BLUEPRINTS FOR A SHAKESPEARE CULT

A complete guide for making Shakespeare right: in bars, with no director, and only one rehearsal. 

Why do this?

Because most conventional Shakespeare is bad. And it doesn't have to be. It’s a square peg/round hole problem: to put one of Shakespeare’s plays in a modern theatre, you have to round off the corners. The bits we cut off are not incidental. They mattered to Shakespeare. They matter to me. 

The theatre Shakespeare wrote for was a madhouse: the actors barely rehearsed, and had no director. They maybe never read the whole play. The audience was sweaty, drinking, loud; the event, public, social, unpredictable. The line between audience and stage was hazy at best. 

You can build that madhouse. You can do Shakespeare like Shakespeare did Shakespeare. Pick up the hammer.

The book is in two volumes. 

Volume 1, Part OneElements of the Style is advice from the players. Their hard-won knowledge will be useful to you whether you work in a Playhouse style, or in any other: how to prepare, how to approach the text, how to rehearse, and how to stand naked in front of an audience with Shakespeare’s words in one hand, nothing in the other, lighting yourself on fire. 

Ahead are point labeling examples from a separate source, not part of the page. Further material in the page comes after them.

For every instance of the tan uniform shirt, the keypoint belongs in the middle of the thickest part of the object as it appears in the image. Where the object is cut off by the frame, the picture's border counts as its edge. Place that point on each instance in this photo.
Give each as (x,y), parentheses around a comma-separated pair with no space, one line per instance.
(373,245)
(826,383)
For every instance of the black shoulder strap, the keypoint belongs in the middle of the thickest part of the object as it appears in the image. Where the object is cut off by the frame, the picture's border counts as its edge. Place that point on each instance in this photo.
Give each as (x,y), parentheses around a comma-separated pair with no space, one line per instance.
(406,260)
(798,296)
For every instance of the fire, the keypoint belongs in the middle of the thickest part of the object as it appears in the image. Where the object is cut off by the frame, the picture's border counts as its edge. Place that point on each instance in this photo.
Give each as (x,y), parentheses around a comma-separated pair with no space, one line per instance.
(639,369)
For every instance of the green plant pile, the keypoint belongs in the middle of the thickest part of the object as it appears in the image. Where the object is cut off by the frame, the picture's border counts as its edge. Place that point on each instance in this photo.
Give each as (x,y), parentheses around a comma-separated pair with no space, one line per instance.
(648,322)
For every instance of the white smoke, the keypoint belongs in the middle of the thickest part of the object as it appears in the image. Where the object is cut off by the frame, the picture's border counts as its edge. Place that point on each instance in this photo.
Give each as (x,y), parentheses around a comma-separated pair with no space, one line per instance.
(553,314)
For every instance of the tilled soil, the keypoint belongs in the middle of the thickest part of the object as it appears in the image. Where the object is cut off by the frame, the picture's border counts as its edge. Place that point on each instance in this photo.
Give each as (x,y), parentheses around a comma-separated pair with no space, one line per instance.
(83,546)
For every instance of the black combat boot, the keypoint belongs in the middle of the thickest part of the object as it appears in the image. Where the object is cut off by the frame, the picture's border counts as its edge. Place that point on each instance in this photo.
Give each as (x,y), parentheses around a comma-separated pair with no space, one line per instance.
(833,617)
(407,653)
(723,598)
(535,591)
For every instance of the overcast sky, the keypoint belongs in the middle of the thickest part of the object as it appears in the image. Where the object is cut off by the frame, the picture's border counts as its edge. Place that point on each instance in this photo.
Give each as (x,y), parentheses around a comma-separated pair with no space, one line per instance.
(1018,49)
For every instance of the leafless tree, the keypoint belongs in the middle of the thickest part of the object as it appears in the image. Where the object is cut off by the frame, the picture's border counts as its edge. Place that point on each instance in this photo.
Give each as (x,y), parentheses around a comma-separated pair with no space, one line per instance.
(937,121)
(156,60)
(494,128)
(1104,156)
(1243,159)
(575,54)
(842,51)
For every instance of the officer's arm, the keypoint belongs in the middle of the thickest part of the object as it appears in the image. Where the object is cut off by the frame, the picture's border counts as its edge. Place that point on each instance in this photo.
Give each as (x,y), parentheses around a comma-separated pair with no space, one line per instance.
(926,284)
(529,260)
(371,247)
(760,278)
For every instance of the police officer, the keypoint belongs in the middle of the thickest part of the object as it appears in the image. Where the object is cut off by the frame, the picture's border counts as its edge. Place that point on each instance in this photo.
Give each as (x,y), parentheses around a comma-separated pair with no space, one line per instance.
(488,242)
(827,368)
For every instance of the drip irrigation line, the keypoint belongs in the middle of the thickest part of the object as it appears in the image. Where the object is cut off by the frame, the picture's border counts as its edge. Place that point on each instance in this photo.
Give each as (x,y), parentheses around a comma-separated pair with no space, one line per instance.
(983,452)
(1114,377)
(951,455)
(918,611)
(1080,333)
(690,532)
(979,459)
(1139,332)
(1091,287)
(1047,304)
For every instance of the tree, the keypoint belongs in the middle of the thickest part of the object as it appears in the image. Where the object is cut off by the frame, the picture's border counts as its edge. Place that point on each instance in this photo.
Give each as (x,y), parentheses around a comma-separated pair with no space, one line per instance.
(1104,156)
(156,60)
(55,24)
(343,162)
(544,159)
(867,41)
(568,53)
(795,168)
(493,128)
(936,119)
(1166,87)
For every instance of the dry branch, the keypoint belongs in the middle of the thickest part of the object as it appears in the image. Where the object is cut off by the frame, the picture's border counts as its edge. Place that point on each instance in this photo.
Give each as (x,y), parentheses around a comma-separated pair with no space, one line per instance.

Volume 1, Part Two: Loveletters is a series of loveletters from the trenches: interviews with the actors who have kept the fires bright for eight years. They are loose and rangy, giving different portraits of different people who care about the same things in different ways. They contradict one another, like people do. 

Volume 2: Field Guide is a field guide for building your own Shakespeare cult. It will help you structure and run an Oldschool process that will work for Shakespeare. It’s adapted from the field guide the Project hands to all of our Captains. I hope the field guide is complete enough to be useful, and also incomplete enough to be useful: because a good tool can be used for many things.

It's written in two volumes so that the field guide can fit in your pocket - and so that you won't look like a nerd holding it at your one rehearsal. You'll look like a freaking anarchist, with a slim little volume of weaponizable propaganda.